Just before he turned 35, Chris Guillebeau visited his 193rd country, completing his quest visit every nation around the world.
But Guillebeau, now 39, wasn’t able to afford it because of a particularly high-paying job, or a windfall of family money, but rather through earnings from freelance gigs and entrepreneurial endeavours he’d managed from 2002 to 2013.
“My whole life has been kind of a series of side hustles,” Guillebeau, a New York Times bestselling author, told Business Insider, adding that he worked while on the road and took advantage of credit card points and airline miles in order to finance his travels over the 11-year period.
He also lived and travelled on a tight budget, he said. “I used to be super, super frugal, to a fault,” Guillebeau said. “I realised that my life got a lot better when … I made a rule for myself called the $10 rule.”
The rule, Guillebeau explained, was a way for him to decide if purchases were worth the extra cost, whether they were transportation, food, or accommodations.
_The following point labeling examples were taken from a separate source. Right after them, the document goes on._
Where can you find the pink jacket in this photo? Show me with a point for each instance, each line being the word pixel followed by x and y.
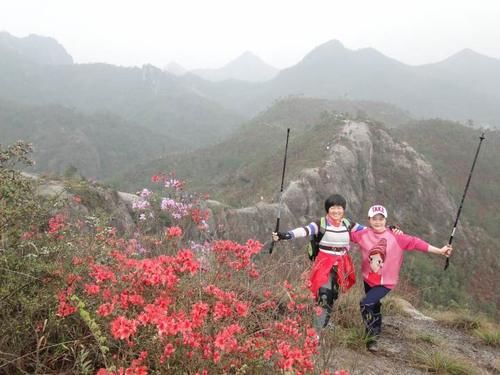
pixel 382 255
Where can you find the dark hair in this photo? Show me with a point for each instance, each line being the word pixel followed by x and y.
pixel 335 200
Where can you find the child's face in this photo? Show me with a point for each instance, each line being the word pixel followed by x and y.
pixel 376 262
pixel 378 222
pixel 336 213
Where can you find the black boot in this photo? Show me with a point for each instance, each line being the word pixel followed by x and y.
pixel 373 324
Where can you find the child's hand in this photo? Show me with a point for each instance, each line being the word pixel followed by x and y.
pixel 446 250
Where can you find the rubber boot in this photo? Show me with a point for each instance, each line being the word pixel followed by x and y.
pixel 372 323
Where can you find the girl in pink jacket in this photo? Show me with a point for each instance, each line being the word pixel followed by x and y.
pixel 382 255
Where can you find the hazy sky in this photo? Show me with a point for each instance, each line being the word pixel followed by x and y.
pixel 210 33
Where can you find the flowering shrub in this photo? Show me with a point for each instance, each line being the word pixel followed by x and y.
pixel 193 308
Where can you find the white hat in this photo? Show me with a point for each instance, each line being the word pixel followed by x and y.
pixel 377 209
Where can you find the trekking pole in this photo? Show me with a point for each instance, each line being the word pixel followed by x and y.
pixel 481 139
pixel 281 191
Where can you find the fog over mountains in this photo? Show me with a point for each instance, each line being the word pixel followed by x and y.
pixel 224 132
pixel 187 112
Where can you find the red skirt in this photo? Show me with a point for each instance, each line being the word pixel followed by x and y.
pixel 346 276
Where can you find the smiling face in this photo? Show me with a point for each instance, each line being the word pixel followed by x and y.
pixel 376 262
pixel 378 223
pixel 336 213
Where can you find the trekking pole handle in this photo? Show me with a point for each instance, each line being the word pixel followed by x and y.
pixel 481 139
pixel 281 190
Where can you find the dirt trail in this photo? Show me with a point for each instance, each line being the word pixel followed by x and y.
pixel 412 343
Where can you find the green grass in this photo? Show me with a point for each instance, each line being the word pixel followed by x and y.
pixel 442 363
pixel 489 335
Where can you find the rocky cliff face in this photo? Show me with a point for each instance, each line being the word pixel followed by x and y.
pixel 367 166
“If I was travelling and there’s something that made my life better in a significant way and it cost $10 or less, then I wouldn’t overanalyze it, I would just go ahead and spend that money,” he said. “It made such a huge difference because I would say, ‘I’m not going to take a taxi to my hotel, I’m going to take a bus even if it takes two hours and it’s in the pouring rain and I can’t find my guest house or hostel or wherever I’m staying,'” Guillebeau said.
“If I’d be at an airport and the food was expensive, I’m like ‘I don’t want to pay $9 for a cheese sandwich,’ or something — obviously I would end up feeling bad and tired and not productive because I wasn’t eating. So once I started spending small amounts of money, it made my life much better,” he said.
While he accomplished his goal to visit every country in the world a few years ago, Guillebeau hasn’t slowed down. He still travels about 10 to 14 days out of every month, often on speaking tours related to his books and blog, The Art of Non-Conformity.